Democratic parties around the country have long titled their annual dinners “Jefferson-Jackson,” but there has been a recent move away from that name. According to an article in The Atlantic and other news reports, at least four states — New Hampshire, Connecticut, Missouri and Georgia — have changed the name of their dinners. Party leaders in South Carolina, Iowa and Tennessee are also considering changes.
In addition to the four states listed above, Florida and Maine have also dropped the Jefferson-Jackson label from their annual meetings. The pending change in Tennessee is particularly significant since Tennessee is Andrew Jackson’s home state.
Every political movement needs heroes, but if Democrats are now unwilling to honor anyone tainted by racial discrimination, then most of the history of their party will offer up few worthy names. That’s because virtually every prominent Democrat in America until about 1960 supported either slavery or racial segregation. Consider just a partial list of the historical lowlights.
- 1865 sees the founding of the KKK, an organization described by eminent historian Eric Foner as “a military force serving the interests of the Democratic party.”
- 1868. Republicans in Congress pass the 14th Amendment, granting full citizenship to blacks. No Democrats vote in favor.

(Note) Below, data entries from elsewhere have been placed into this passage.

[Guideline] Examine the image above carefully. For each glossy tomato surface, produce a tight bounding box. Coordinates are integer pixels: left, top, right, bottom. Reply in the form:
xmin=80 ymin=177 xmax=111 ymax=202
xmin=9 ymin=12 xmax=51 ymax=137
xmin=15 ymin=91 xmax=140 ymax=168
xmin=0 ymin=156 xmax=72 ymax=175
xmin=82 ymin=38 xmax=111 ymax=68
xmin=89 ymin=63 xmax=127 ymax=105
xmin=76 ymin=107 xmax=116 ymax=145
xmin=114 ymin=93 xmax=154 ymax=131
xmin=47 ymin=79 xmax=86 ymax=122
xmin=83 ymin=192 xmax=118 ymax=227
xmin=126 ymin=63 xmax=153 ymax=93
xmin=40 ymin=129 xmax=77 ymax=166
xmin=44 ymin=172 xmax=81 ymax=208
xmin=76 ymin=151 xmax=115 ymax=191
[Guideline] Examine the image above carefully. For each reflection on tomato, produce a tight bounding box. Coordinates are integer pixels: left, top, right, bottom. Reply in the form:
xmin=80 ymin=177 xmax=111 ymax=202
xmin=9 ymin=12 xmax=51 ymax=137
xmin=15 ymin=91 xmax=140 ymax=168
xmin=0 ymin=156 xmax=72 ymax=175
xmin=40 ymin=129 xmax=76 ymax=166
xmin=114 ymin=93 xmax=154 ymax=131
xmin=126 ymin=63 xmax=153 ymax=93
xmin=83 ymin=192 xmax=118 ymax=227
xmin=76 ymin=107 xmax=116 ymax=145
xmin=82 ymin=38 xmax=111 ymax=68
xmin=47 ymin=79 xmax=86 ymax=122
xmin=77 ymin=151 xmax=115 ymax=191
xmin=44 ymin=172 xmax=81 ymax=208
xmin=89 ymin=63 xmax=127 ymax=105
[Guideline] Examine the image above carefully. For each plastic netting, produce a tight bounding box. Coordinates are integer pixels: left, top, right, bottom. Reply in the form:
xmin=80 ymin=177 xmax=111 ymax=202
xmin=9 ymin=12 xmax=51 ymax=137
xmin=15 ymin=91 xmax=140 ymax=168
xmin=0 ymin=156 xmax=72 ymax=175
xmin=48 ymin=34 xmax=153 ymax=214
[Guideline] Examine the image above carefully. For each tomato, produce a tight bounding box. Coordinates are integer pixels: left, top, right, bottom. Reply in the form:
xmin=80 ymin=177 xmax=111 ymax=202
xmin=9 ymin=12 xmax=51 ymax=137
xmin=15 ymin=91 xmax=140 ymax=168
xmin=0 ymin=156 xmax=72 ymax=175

- 1915. Democrat President Woodrow Wilson, an out-and-out white supremacist, praises the film Birth of a Nation and holds a private screening in the White House. The film is a glorification of the KKK.
- 1922. An anti-lynching law proposed by Republican Rep. Leonidas Dyer of St. Louis, and endorsed by Republican President Warren Harding, passes the House but can’t overcome a Democrat filibuster in the Senate. In 1938, left-liberal icon Franklin Delano Roosevelt sides with Southern Democrats in opposing a similar bill. A 1947 anti-lynching bill is again blocked by Democrats in Congress, including future president Lyndon Baines Johnson.
- 1924. At the Democrat national convention in New York, a resolution condemning the KKK is proposed, but voted down by the delegates. One young delegate is so appalled by the vote that he quits the party and becomes a Republican. Sixteen years later that man, Wendell Willkie, becomes the Republican nominee for President of the United States.
- 1937. FDR appoints Hugo Black, a former KKK member, to the Supreme Court of the United States. Black’s legal resume includes serving as defense attorney for a Klansman accused of murdering a Catholic priest. After obtaining an acquittal, Black becomes a hero to the Klan.
- 1963. Bull Connor, a city Commissioner in Birmingham, orders the use of fire hoses and attack dogs against civil rights protestors. Connor was not just a Democrat; he was a member of the Democratic National Committee.
- 1981-1989. Senate Democrats elect and support as their leader Senator Robert C. Byrd of West Virginia. As a young man, Byrd was not just a member of the KKK, but attained the rank of Exalted Cyclops and founded and recruited his own local KKK chapter.
But hey, that stuff occurred a long time ago, so maybe Democrats can find some suitable heroes among their more recent presidents and near-presidents, like Jimmy Carter, Bill Clinton, and Al Gore.
In this respect, Democrats just need to look past the rumors that Carter’s father was a Klansman, and the fact that during his presidency his mother, Lillian Carter, was caught ‘watching’ a Klan rally in Georgia. Dems surely can also overlook the fact that Al Gore’s father voted against the 1964 Civil Rights Act, and that Bill Clinton’s mentor, Senator William Fulbright, was a segregationist who voted against the Civil Rights Act.
Well, maybe there’s a reason why Florida Democrats chose not to rename their annual dinner for anyone. The function is now known as Leadership Blue Weekend.
Democrats–they promise to lead us all to a blue weekend.